The researchers and outside experts were careful about what the findings do and do not show. The study is observational: it tracks patterns across large populations rather than randomly assigning people to take medication or not, so it can reveal associations but cannot by itself prove cause and effect.

Crucially, the authors caution that the results should not be read as evidence that obesity has become benign. Blood pressure and cholesterol are only two of the ways excess weight can affect health; obesity is also linked to type 2 diabetes, certain cancers, kidney and liver disease, joint problems and chronic inflammation, which are not captured by those two measures. Lowering the numbers on a chart, experts note, is not the same as eliminating every risk.

The study also found little narrowing of the gap among younger adults, under 40, who with obesity still carried clearly higher risk markers — a reminder, several researchers said, that prevention earlier in life still matters.

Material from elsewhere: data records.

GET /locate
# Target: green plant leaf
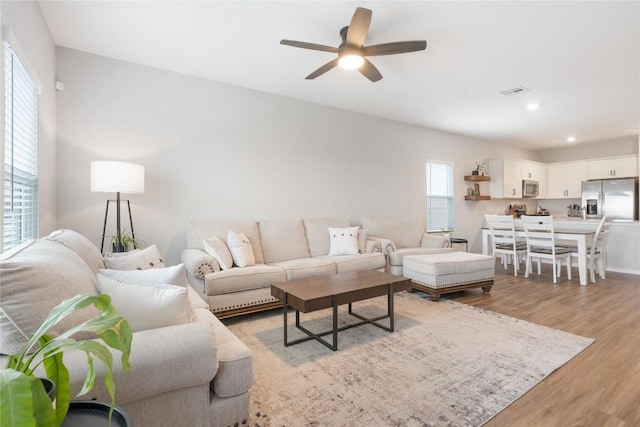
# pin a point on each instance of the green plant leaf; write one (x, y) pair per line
(24, 401)
(113, 330)
(58, 373)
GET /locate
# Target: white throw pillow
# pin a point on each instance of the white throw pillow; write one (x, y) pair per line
(139, 260)
(240, 248)
(147, 306)
(343, 241)
(218, 249)
(174, 275)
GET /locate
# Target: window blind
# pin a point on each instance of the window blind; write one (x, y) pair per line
(20, 168)
(439, 196)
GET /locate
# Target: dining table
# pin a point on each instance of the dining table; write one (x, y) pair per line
(580, 236)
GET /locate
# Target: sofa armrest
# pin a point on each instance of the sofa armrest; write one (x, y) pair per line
(162, 360)
(373, 247)
(431, 241)
(199, 263)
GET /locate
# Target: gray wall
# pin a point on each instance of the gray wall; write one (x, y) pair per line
(213, 150)
(24, 26)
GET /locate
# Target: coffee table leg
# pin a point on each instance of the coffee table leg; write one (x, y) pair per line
(335, 323)
(390, 309)
(284, 308)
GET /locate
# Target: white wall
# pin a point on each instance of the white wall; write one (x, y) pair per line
(213, 150)
(24, 26)
(614, 147)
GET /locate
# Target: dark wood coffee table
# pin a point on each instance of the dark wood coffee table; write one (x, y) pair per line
(318, 293)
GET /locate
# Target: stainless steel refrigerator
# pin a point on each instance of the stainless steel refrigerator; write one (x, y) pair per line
(615, 198)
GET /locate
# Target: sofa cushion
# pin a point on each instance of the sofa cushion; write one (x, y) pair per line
(147, 305)
(283, 240)
(344, 263)
(218, 249)
(80, 245)
(238, 279)
(317, 233)
(198, 230)
(174, 275)
(137, 260)
(302, 268)
(235, 362)
(406, 232)
(241, 250)
(343, 241)
(395, 258)
(36, 277)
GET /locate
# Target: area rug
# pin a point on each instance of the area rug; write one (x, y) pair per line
(446, 364)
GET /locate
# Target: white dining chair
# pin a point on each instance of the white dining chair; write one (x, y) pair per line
(538, 231)
(504, 241)
(597, 255)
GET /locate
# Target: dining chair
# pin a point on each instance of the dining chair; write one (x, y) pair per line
(541, 244)
(597, 255)
(505, 243)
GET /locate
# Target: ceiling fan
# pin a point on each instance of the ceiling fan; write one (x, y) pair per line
(351, 52)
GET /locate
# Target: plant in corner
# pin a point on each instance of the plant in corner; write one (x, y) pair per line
(23, 397)
(125, 242)
(480, 168)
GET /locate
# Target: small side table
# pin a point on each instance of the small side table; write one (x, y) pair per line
(455, 240)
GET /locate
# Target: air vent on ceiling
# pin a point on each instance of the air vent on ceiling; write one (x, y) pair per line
(515, 90)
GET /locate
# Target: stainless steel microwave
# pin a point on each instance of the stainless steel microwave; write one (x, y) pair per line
(530, 188)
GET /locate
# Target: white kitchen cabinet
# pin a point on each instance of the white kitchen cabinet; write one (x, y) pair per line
(536, 172)
(564, 180)
(614, 167)
(506, 178)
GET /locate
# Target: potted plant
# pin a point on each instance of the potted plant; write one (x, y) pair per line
(125, 242)
(23, 397)
(480, 168)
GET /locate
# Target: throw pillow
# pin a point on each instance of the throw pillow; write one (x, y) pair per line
(343, 241)
(147, 306)
(215, 247)
(174, 275)
(139, 260)
(362, 241)
(240, 248)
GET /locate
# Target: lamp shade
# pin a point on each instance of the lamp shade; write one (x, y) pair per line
(116, 177)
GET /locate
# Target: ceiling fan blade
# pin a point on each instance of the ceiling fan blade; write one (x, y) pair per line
(312, 46)
(394, 48)
(359, 26)
(369, 71)
(320, 71)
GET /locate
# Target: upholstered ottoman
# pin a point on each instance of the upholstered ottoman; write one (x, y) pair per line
(443, 273)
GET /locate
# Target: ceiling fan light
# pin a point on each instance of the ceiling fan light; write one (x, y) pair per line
(351, 62)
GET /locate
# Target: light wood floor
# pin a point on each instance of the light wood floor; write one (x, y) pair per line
(600, 386)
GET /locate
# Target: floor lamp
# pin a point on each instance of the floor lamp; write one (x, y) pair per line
(117, 177)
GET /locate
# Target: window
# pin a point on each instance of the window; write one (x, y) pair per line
(439, 196)
(20, 168)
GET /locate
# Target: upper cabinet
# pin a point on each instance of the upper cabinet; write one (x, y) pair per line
(565, 180)
(536, 172)
(614, 167)
(507, 176)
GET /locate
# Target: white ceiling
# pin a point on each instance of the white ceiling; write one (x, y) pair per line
(579, 59)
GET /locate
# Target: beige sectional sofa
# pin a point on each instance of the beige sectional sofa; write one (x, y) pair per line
(192, 374)
(402, 236)
(283, 250)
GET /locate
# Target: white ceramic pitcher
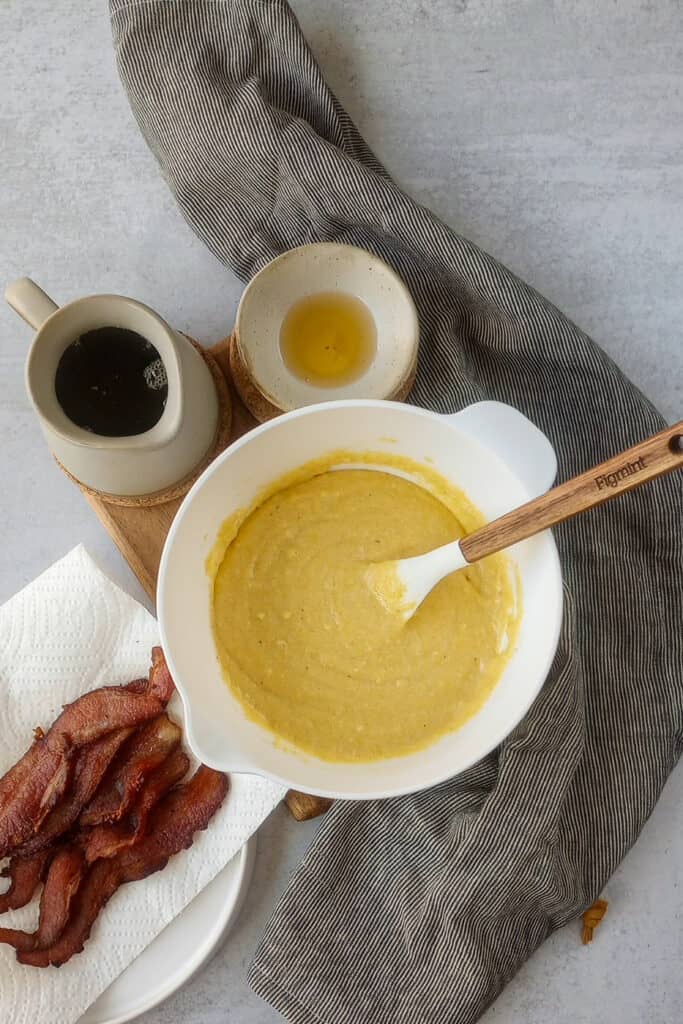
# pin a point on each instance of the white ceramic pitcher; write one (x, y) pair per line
(139, 464)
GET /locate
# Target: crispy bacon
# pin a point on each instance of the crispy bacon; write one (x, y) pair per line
(173, 823)
(139, 758)
(161, 683)
(25, 875)
(37, 782)
(108, 840)
(91, 764)
(63, 878)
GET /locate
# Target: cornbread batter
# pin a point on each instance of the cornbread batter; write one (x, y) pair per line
(308, 649)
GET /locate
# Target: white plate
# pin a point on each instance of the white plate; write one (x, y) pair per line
(181, 949)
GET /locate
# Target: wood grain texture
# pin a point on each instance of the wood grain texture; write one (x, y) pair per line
(654, 457)
(139, 531)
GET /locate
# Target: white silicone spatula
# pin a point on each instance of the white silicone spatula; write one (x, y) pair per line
(403, 585)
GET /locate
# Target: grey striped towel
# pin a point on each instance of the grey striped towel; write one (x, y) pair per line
(417, 910)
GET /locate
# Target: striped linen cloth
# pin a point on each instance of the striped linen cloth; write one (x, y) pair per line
(418, 909)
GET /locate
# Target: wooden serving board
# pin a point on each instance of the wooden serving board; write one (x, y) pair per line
(139, 530)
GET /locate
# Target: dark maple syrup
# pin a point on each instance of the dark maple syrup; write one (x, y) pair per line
(112, 381)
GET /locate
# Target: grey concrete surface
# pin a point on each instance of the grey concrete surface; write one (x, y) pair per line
(551, 134)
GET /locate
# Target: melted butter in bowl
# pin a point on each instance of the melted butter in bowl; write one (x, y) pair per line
(306, 647)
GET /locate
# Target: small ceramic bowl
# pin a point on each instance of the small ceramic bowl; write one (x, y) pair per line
(265, 384)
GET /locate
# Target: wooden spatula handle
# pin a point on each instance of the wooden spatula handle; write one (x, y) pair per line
(644, 462)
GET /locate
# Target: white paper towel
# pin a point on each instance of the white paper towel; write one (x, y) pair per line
(71, 631)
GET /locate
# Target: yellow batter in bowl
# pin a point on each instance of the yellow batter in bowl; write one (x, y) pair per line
(307, 648)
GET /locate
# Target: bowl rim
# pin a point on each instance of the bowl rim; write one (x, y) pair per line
(412, 320)
(552, 632)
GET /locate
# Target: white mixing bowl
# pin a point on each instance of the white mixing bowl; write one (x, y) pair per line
(491, 451)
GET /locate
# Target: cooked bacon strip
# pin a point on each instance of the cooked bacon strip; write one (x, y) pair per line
(36, 783)
(161, 683)
(61, 884)
(172, 825)
(25, 873)
(147, 749)
(91, 764)
(108, 840)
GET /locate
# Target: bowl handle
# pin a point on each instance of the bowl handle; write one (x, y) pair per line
(518, 442)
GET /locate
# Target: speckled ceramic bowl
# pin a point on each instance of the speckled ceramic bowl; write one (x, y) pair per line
(264, 382)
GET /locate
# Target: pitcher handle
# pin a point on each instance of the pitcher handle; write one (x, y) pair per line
(30, 302)
(519, 443)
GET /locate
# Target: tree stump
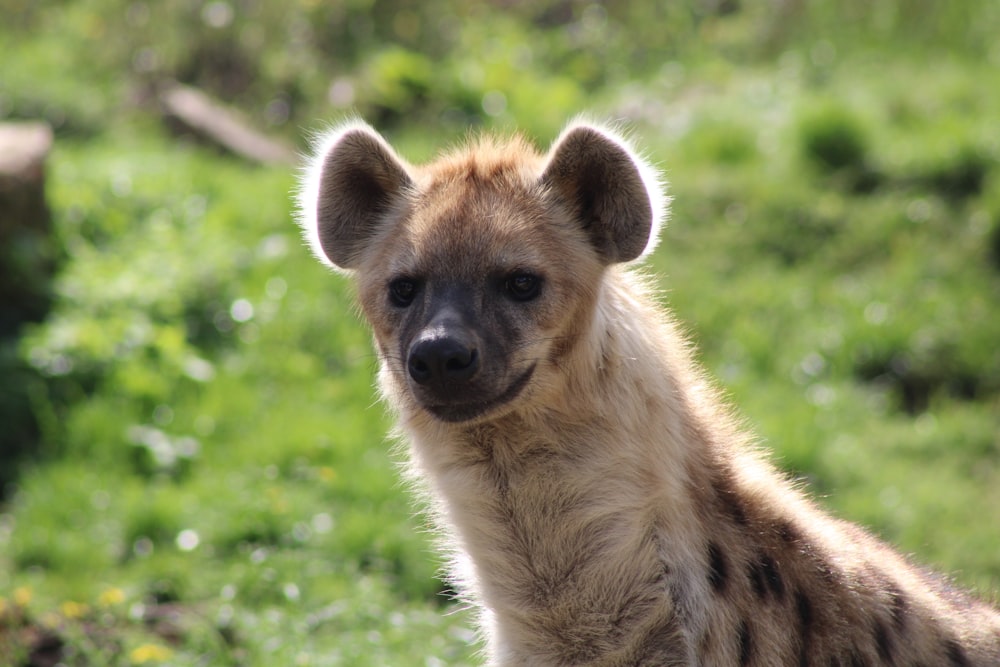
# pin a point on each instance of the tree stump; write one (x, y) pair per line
(27, 249)
(27, 263)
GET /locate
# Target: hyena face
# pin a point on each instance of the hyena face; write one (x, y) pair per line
(477, 272)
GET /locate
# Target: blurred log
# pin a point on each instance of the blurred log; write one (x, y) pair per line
(27, 248)
(191, 110)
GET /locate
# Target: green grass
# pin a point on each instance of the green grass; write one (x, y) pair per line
(213, 482)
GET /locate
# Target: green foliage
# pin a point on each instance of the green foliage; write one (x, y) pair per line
(212, 482)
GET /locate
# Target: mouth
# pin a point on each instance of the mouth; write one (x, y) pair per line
(462, 410)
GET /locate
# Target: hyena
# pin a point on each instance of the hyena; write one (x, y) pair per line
(601, 505)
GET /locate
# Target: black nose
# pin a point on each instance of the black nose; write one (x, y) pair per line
(443, 359)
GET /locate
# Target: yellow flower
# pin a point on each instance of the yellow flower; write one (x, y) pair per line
(150, 653)
(71, 609)
(22, 596)
(111, 597)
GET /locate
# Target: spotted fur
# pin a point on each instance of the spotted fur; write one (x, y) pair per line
(600, 504)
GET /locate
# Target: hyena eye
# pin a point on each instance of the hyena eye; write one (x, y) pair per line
(523, 286)
(402, 291)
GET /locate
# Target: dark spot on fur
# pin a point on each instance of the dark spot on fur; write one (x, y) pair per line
(857, 660)
(765, 578)
(803, 605)
(883, 643)
(804, 609)
(717, 569)
(956, 654)
(899, 607)
(745, 644)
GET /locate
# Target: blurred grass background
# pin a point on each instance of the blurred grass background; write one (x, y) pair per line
(194, 468)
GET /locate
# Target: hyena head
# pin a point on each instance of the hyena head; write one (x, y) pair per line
(479, 271)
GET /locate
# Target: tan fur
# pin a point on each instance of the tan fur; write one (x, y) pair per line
(609, 511)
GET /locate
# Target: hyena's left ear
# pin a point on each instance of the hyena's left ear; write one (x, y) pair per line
(616, 195)
(349, 190)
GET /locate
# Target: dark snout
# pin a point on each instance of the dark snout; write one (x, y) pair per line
(445, 359)
(444, 354)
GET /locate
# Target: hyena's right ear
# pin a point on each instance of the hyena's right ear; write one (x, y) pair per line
(352, 183)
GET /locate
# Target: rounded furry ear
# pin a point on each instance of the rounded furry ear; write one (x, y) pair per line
(349, 186)
(616, 195)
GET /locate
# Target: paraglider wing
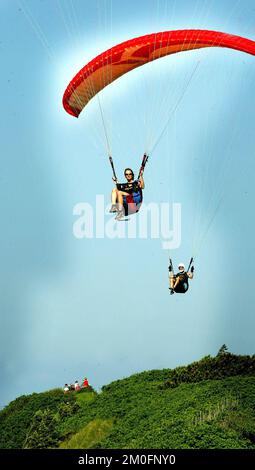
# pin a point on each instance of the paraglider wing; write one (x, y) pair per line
(120, 59)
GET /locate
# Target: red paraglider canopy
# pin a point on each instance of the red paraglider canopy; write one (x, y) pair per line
(128, 55)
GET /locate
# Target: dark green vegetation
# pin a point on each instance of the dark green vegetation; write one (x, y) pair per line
(208, 404)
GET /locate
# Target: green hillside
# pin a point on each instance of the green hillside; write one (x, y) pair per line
(209, 404)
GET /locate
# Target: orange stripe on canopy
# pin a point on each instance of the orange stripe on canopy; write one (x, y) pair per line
(120, 59)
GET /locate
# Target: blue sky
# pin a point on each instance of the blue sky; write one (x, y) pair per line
(98, 307)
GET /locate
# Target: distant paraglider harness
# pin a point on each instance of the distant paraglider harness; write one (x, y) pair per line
(183, 285)
(133, 201)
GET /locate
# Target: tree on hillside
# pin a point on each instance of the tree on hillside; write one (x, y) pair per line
(223, 350)
(42, 433)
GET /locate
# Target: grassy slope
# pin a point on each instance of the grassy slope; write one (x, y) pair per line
(208, 404)
(210, 414)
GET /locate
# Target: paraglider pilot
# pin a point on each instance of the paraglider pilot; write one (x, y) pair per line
(179, 282)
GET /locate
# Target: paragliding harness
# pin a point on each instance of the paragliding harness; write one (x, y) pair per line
(133, 201)
(183, 283)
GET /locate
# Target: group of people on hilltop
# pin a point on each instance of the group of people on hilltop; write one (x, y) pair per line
(76, 386)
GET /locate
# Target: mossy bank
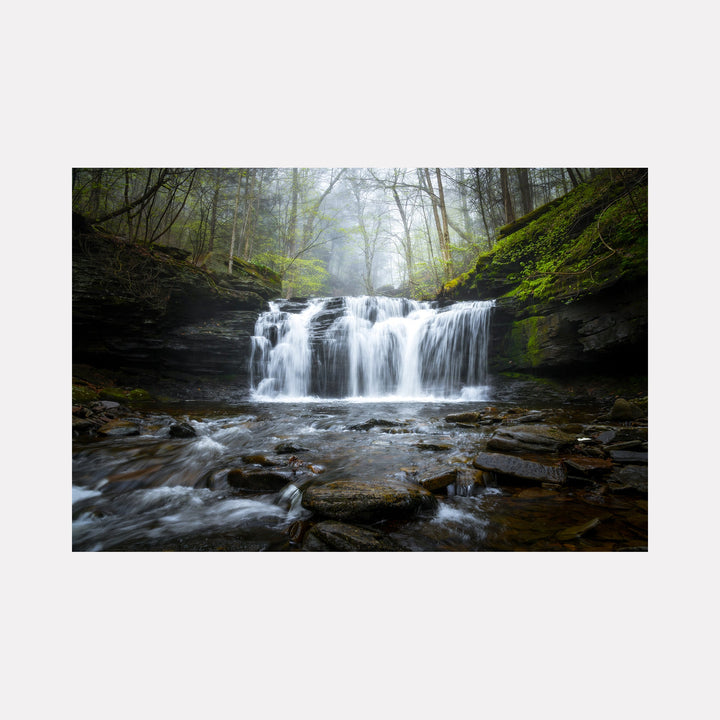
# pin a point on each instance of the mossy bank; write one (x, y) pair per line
(570, 282)
(155, 319)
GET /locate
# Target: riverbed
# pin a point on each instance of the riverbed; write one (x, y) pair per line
(150, 491)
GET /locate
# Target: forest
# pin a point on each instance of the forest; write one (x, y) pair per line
(324, 231)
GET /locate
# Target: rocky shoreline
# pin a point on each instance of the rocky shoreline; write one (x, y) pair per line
(524, 461)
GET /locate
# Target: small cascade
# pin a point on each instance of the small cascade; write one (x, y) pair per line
(371, 347)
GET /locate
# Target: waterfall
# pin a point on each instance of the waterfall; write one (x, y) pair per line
(371, 347)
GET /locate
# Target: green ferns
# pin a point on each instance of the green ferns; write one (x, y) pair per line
(591, 237)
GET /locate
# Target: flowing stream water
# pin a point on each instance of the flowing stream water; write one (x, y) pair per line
(359, 388)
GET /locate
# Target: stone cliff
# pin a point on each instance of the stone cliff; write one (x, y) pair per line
(151, 314)
(570, 283)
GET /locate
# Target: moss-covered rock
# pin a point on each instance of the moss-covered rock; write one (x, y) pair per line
(83, 393)
(124, 395)
(591, 237)
(570, 282)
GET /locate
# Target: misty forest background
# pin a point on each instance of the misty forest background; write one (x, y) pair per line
(325, 231)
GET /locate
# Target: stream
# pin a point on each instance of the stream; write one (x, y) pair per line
(152, 491)
(355, 389)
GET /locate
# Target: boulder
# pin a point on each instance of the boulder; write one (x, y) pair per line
(587, 466)
(258, 481)
(182, 430)
(439, 482)
(532, 438)
(629, 480)
(629, 457)
(433, 447)
(119, 428)
(289, 449)
(577, 531)
(469, 417)
(258, 459)
(515, 467)
(624, 410)
(374, 422)
(367, 501)
(336, 536)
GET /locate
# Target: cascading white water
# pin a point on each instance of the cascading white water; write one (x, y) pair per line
(371, 347)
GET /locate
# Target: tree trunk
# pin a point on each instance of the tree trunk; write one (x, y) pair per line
(507, 198)
(447, 255)
(292, 222)
(213, 210)
(234, 231)
(488, 234)
(526, 195)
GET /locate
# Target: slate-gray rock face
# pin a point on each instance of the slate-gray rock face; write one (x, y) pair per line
(149, 310)
(336, 536)
(515, 467)
(367, 501)
(530, 438)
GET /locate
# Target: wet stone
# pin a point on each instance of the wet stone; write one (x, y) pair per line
(336, 536)
(433, 447)
(119, 428)
(624, 410)
(469, 417)
(587, 466)
(577, 531)
(629, 480)
(367, 501)
(289, 449)
(439, 482)
(258, 481)
(628, 456)
(182, 430)
(530, 438)
(515, 467)
(257, 459)
(369, 424)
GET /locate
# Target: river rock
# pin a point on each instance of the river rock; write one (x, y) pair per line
(433, 447)
(258, 481)
(530, 438)
(289, 449)
(515, 467)
(628, 456)
(367, 501)
(629, 480)
(438, 482)
(624, 410)
(469, 417)
(258, 459)
(182, 430)
(374, 422)
(336, 536)
(577, 531)
(119, 428)
(587, 466)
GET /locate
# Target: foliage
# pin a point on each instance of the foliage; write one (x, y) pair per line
(592, 236)
(306, 276)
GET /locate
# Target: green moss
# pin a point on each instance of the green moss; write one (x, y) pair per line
(587, 239)
(122, 395)
(82, 393)
(524, 342)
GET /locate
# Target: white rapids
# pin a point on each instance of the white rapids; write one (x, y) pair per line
(371, 348)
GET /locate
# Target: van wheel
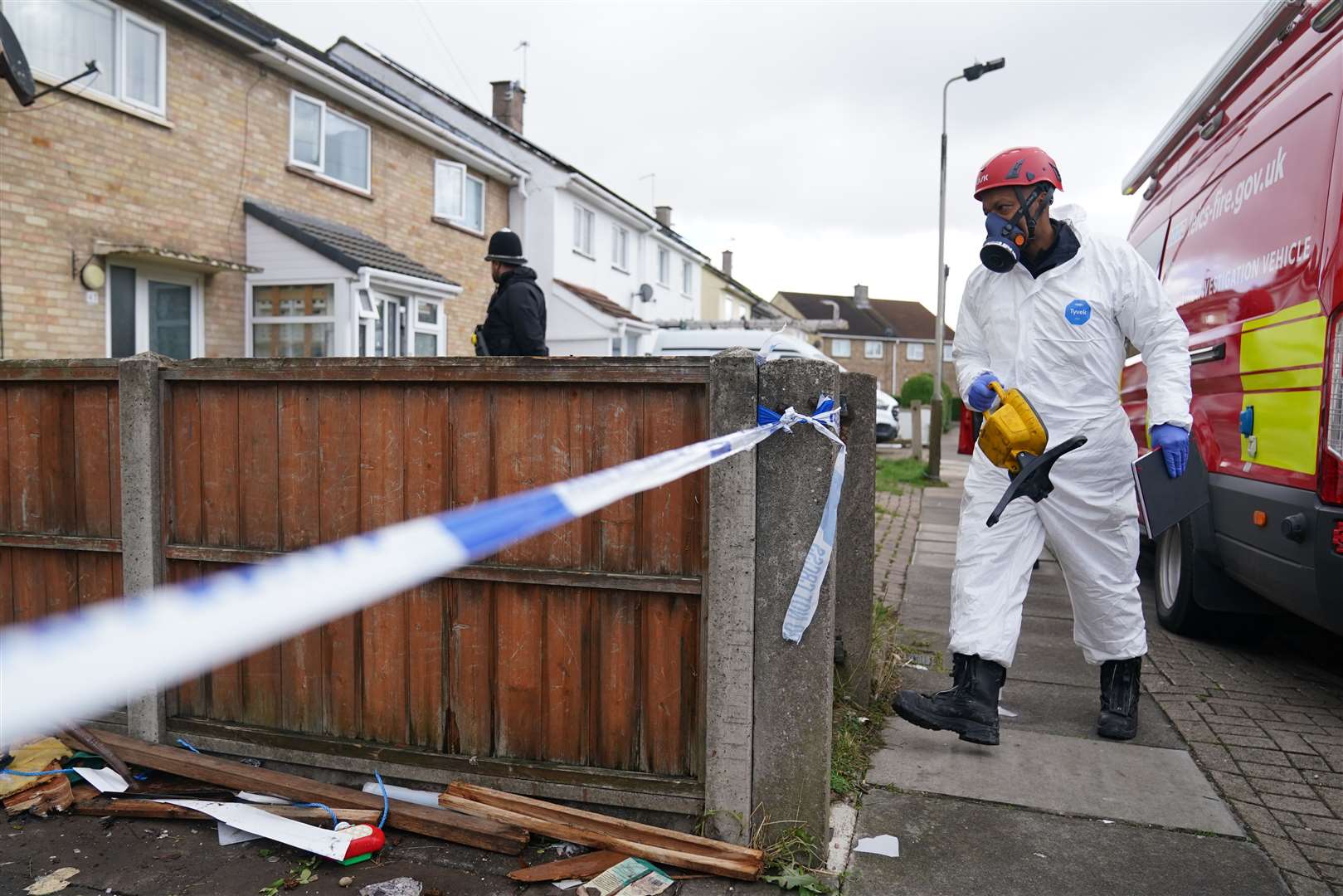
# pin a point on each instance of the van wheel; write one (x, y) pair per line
(1175, 572)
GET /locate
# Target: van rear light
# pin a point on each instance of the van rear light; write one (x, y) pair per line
(1331, 458)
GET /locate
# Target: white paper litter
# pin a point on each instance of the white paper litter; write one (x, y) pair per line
(105, 779)
(258, 821)
(229, 835)
(881, 845)
(262, 798)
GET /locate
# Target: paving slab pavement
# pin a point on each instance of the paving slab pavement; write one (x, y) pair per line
(1056, 772)
(961, 848)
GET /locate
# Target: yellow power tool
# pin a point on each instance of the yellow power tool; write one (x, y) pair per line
(1015, 438)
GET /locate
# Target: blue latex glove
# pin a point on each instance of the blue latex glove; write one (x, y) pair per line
(1174, 444)
(980, 398)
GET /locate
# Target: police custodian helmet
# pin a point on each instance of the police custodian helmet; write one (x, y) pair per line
(507, 247)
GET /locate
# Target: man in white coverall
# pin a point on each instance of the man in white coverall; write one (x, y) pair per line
(1048, 314)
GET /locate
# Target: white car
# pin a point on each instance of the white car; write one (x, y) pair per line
(888, 416)
(711, 342)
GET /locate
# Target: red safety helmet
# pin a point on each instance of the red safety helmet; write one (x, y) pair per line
(1019, 167)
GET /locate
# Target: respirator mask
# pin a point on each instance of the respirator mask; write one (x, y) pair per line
(1006, 240)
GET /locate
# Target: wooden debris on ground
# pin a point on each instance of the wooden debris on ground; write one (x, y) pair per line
(586, 865)
(453, 826)
(605, 832)
(43, 796)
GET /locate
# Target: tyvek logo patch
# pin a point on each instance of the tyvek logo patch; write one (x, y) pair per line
(1078, 312)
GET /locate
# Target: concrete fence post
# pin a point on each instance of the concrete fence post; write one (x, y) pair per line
(141, 509)
(728, 617)
(916, 429)
(856, 538)
(794, 683)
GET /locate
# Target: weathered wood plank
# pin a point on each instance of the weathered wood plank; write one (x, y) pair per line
(422, 820)
(303, 681)
(338, 479)
(93, 476)
(24, 429)
(383, 501)
(182, 464)
(219, 494)
(258, 492)
(426, 492)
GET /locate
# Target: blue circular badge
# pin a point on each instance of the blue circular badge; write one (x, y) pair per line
(1078, 312)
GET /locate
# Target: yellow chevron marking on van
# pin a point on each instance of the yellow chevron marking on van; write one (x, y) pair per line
(1286, 427)
(1290, 314)
(1295, 344)
(1301, 377)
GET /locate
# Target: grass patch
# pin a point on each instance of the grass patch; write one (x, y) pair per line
(892, 476)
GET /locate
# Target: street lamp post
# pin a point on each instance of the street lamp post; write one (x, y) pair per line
(972, 73)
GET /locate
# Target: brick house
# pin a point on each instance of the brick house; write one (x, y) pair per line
(892, 340)
(158, 206)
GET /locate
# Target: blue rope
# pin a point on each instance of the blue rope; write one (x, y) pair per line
(384, 796)
(334, 821)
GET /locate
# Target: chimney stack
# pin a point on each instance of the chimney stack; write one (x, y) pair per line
(509, 97)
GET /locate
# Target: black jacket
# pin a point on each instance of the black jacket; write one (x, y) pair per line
(514, 323)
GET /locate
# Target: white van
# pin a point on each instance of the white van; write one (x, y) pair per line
(711, 342)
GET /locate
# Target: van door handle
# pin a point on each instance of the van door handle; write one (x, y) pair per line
(1208, 353)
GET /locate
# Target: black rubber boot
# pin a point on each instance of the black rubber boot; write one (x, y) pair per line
(1119, 699)
(970, 707)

What it means for patients

For doctors and patients, the study offers a measure of reassurance that widely used medicines are effective at controlling two major cardiovascular risk factors, even in people with obesity. But specialists were unanimous on one practical point: no one should start, stop or change statins or blood-pressure medication on the basis of a single study, and such decisions should be made with a doctor who knows the individual's circumstances.

The findings, limited to high-income countries with good access to medicines, may not hold in places where such treatment is harder to obtain — one more reason, the authors suggest, to view the result as a public-health success worth extending rather than a signal to relax.